Megan Aujla is an Atlanta-based multidisciplinary artist working across painting and fiber. Before returning fully to her art practice, she worked as a CPA at a Big Four accounting firm — an experience that continues to shape her interest in the tension between structure and unraveling, precision and intuition.
Her work moves between realism and abstraction, often combining layered color, tactile surfaces, and textile influences with imagery drawn from memory, travel, femininity, and personal experience. Influenced by contemporary abstraction, textile traditions, and a lifelong fascination with material and process, Aujla creates works that feel immersive, emotionally charged, and physically alive.

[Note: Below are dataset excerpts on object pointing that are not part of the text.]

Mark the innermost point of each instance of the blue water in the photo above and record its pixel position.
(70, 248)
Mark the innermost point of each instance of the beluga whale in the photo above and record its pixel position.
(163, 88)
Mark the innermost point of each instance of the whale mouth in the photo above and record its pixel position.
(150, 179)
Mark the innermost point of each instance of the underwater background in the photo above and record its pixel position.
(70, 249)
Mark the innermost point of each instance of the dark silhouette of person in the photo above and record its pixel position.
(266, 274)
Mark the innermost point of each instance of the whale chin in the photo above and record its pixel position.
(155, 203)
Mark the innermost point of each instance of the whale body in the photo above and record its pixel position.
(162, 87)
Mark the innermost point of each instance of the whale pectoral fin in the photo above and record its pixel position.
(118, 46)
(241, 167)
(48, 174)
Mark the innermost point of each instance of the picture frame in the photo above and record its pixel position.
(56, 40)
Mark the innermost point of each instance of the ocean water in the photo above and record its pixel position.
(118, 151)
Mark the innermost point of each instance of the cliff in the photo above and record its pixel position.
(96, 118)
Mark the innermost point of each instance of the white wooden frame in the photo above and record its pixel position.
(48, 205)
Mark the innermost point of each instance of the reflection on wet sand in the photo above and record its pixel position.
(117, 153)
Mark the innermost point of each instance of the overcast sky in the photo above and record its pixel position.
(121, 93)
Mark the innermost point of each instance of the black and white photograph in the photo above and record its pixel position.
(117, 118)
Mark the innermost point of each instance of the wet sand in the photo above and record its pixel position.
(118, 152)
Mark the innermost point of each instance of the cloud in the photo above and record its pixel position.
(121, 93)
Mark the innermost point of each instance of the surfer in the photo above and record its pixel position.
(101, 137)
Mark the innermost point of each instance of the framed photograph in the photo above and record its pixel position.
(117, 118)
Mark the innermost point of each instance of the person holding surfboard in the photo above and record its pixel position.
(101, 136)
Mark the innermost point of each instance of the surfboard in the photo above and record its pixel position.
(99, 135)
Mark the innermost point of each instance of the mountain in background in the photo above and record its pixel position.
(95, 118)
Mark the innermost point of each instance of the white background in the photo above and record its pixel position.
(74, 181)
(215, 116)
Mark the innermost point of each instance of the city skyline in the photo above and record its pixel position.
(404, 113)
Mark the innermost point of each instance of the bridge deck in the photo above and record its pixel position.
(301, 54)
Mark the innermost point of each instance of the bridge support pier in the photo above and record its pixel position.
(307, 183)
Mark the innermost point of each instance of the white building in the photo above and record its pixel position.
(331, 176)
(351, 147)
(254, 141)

Whether weaving, tufting, painting, or drawing, she is drawn to the balance between control and chaos — creating compositions that reveal themselves slowly through texture, contrast, and accumulated detail. Her work invites prolonged looking, offering shifting moments of beauty, tension, softness, and complexity.
Artist Statement
I am interested in the space where control begins to unravel — where softness, structure, beauty, and tension exist at the same time. Through painting and fiber, I build layered works that shift between precision and instinct, realism and abstraction.
Texture and material play a central role in my practice. Fiber allows for movement, accumulation, and physical depth, while painting gives me the ability to create atmosphere, contrast, and moments of clarity. Though the mediums differ, both are rooted in repetition, layering, and a tactile relationship to process.
Influenced by travel, textile traditions, contemporary abstraction, and the emotional power of color, I create works that reveal themselves slowly. I want the viewer to feel drawn in first by beauty and atmosphere, then held there by complexity, contradiction, and discovery.